In view of the latest developments in the area and the devastating wars that we have been through, I would like to propose that it is time to try again to implement the Oslo Accords.
Originally signed in 1993 between the Palestine Liberation Organization and Israel under U.S. auspices. These agreements, although they failed to deliver a final peace, and despite the loads of contempt and blame they have sustained, remain, in my view, the only practical and viable framework for resolving the Palestinian-Israeli conflict.
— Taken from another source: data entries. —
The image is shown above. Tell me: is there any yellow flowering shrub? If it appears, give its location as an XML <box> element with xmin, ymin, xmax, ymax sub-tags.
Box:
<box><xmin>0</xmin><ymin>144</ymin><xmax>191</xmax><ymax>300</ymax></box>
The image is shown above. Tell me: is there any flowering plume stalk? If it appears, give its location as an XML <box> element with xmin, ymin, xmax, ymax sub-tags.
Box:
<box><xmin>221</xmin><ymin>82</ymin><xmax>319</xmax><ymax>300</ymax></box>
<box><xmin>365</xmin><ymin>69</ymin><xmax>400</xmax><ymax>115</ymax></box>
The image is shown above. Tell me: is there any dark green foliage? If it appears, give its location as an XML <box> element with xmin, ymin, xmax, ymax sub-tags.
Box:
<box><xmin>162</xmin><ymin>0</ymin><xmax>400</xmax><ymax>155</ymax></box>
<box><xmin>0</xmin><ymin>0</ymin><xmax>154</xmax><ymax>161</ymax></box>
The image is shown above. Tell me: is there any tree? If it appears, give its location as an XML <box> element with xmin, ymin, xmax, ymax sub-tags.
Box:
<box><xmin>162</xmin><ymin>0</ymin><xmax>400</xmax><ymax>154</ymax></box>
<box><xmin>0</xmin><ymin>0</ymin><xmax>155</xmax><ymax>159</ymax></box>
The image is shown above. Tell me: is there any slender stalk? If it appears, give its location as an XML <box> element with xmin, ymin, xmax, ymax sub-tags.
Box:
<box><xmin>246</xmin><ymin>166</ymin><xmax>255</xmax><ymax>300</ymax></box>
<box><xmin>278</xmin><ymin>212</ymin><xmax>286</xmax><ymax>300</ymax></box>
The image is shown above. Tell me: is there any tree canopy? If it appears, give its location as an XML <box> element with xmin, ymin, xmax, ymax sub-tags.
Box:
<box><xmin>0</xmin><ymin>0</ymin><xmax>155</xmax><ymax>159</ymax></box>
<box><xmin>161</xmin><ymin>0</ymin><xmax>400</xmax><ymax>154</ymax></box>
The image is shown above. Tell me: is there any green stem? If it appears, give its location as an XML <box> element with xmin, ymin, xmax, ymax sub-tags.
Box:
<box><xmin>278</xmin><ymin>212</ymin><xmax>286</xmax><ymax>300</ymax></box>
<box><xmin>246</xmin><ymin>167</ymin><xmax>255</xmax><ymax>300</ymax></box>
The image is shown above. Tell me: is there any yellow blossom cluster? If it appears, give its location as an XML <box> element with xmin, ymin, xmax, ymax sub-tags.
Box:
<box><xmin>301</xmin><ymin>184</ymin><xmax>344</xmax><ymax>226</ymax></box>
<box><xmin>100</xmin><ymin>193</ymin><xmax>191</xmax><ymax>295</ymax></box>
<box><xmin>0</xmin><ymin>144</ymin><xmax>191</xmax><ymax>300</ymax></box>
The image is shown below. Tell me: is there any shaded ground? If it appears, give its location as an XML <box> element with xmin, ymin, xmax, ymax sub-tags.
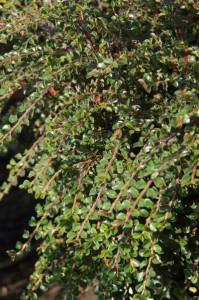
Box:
<box><xmin>0</xmin><ymin>157</ymin><xmax>96</xmax><ymax>300</ymax></box>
They established mutual recognition between Israel and the PLO, a phased transfer of authority to a Palestinian administration, and a step-by-step roadmap addressing key final-status issues such as Jerusalem, refugees, borders, and settlements.
Alternative proposals, such as a single-state solution or managing instead of resolving the conflict, lack political feasibility, widespread support, and risk triggering further violence. Historical experience shows that one-state proposals often lead to internal strife, while conflict management only perpetuates cycles of violence, as witnessed over the past three decades, including the October 7, 2023 escalation.
The Oslo process faltered due to multiple factors: assassination of Israeli Prime Minister Yitzhak Rabin, the rise of right-wing Israeli governments opposed to a Palestinian state and expanding settlements, Hamas-led terror attacks, the onset of the Second Intifada, and the internal Palestinian split between the West Bank and Gaza since 2007.
Moreover, the international community failed to effectively support the agreements, undermining the political process.
However, recent regional developments, such as the weakening of the “resistance axis,” including Iran, open a window to forge a new regional alliance of moderate Arab states and Israel, as initiated by the Abraham Accords. Within this framework, there is potential to reactivate the Oslo Accords with updates that reflect current realities.
Achieving this requires bold, mutual steps: Israel must freeze settlement expansion and explicitly endorse a two-state solution, overcoming right-wing political resistance; Palestinians must reject extremist movements, eliminate terrorism, and reform institutions for genuine representation in negotiations. The international community, led by the U.S. and Europe, must also play a more proactive role in steering both sides back to negotiations based on the Oslo framework and bring in moderate Arab states to support a viable regional environment.
In conclusion, despite their shortcomings, the Oslo Accords remain, in my view, the only balanced and implementable solution for the Israeli-Palestinian conflict, provided political will is renewed by both parties and the international community.